One man, Norlan Guzman-Fuentes, from El Salvador, was killed when a sniper fired his rifle from the roof of a nearby office building before 7 a.m. on Sept. 24. Two others, including Garcia, were injured, before the shooter, 29-year-old Joshua Jahn, according to investigators, was found dead from a self-inflicted gunshot wound on the roof of a nearby office building.
Garcia’s family provided an update on his condition late last week, describing his condition as “grave’ following at least two operations.
“They want to disconnect him, because he is only living on machines. The machines are what is keeping him alive,” Fernando Gutiérrez, Garcia Medina’s brother, told Univision.

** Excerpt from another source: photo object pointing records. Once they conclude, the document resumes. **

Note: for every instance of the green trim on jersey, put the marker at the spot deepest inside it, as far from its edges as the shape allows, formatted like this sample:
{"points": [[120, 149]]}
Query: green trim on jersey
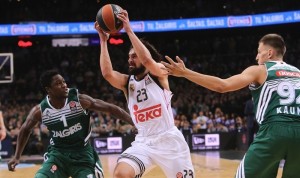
{"points": [[278, 99], [69, 126]]}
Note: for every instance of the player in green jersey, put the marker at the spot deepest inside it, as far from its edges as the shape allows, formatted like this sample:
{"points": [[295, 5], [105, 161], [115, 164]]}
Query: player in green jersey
{"points": [[275, 87], [2, 130], [65, 112]]}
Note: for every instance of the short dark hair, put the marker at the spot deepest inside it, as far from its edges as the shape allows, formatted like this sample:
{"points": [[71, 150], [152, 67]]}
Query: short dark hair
{"points": [[46, 78], [276, 41], [153, 51]]}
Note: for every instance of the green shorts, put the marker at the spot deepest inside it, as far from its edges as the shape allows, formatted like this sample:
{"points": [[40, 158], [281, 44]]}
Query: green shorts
{"points": [[75, 164], [273, 143]]}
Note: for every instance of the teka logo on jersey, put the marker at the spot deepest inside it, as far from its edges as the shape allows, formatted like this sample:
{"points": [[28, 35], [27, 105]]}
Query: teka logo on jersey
{"points": [[283, 73], [145, 114]]}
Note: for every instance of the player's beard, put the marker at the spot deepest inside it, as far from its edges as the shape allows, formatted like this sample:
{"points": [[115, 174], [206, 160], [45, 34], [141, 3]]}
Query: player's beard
{"points": [[137, 70]]}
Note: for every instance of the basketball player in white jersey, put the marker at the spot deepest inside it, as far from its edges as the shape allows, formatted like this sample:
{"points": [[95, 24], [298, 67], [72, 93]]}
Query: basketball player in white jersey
{"points": [[146, 88]]}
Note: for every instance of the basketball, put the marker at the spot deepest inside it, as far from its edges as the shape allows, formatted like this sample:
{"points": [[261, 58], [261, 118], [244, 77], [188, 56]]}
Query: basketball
{"points": [[107, 18]]}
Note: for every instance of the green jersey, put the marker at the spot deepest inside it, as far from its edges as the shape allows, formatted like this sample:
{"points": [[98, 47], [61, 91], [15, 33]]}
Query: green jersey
{"points": [[69, 126], [278, 98]]}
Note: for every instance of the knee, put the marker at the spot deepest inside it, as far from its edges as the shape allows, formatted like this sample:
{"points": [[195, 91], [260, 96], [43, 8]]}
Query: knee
{"points": [[40, 175], [122, 173]]}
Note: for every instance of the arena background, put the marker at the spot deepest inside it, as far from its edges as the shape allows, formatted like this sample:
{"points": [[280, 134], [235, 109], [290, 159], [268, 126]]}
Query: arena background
{"points": [[222, 52]]}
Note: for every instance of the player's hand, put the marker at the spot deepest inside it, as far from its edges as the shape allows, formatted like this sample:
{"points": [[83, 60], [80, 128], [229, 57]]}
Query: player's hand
{"points": [[123, 16], [12, 164], [103, 36], [174, 68]]}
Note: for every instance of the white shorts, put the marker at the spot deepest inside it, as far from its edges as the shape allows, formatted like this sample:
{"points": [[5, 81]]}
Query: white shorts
{"points": [[168, 150]]}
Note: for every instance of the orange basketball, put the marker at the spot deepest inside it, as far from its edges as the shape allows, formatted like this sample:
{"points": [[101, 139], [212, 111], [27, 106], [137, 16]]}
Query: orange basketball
{"points": [[107, 18]]}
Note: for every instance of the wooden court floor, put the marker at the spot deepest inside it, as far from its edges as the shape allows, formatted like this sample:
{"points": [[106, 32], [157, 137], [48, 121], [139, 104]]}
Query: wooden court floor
{"points": [[206, 166]]}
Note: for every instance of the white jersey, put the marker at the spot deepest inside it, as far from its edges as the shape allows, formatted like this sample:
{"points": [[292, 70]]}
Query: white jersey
{"points": [[149, 106]]}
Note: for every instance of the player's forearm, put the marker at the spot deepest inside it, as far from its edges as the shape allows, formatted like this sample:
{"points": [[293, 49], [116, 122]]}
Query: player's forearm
{"points": [[207, 81], [140, 49], [105, 63]]}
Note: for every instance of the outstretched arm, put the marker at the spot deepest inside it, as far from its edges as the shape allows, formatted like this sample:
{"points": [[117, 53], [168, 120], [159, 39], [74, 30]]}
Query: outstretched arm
{"points": [[33, 118], [115, 78], [251, 74], [2, 127], [90, 103]]}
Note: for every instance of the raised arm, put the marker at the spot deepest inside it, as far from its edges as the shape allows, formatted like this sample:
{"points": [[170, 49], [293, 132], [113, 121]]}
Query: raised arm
{"points": [[2, 127], [256, 74], [115, 78], [140, 49], [34, 117], [90, 103]]}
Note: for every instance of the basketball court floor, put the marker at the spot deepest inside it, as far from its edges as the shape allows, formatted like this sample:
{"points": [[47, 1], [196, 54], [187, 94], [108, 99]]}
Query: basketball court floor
{"points": [[207, 164]]}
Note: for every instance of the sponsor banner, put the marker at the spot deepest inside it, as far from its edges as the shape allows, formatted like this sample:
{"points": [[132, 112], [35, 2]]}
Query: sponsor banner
{"points": [[108, 145], [34, 28], [205, 141]]}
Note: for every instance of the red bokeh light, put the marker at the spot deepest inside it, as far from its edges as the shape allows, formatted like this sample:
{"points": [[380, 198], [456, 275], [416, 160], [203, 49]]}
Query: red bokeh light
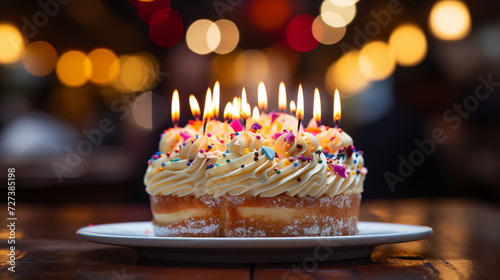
{"points": [[269, 15], [299, 33], [166, 28], [146, 10]]}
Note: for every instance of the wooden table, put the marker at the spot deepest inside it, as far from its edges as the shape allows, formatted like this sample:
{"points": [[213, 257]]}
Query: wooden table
{"points": [[465, 245]]}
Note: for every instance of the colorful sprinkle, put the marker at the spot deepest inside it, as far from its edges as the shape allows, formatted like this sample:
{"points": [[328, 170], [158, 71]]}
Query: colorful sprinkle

“My husband Miguel was a good man, a loving father, and the provider for our family,” his wife, Stephany Gauffeny, said in a news release shared by WFAA. “We had just bought our first home together, and he worked hard every single day to make sure our children had what they needed. His death is a senseless tragedy that has left our family shattered. I do not know how to explain to our children that their father is gone.”
The shooter’s motives are still under investigation. Immediately following the shooting, many top Republican leaders, including U.S. Sen. Ted Cruz and Vice President J.D. Vance, have characterized the incident as an attack on ICE and law enforcement. Authorities say they do not believe Jahn was targeting detainees at the time of the shooting, and that it was law enforcement officials whom the North Texas man had intended to harm. A series of handwritten notes allegedly found in Jahn’s home revealed that he believed ICE agents are “people showing up to collect a dirty paycheck.”
Garcia reportedly had lived in the U.S. for 20 years, most recently working as a painter, according to his family. In the Univsion interview, his brother had difficulty grasping his family’s new reality.
“It’s just been a rollercoaster of emotions,” Gauffeny said. “I feel like it’s a dream… like I’m going to wake up and it’s just a nightmare.”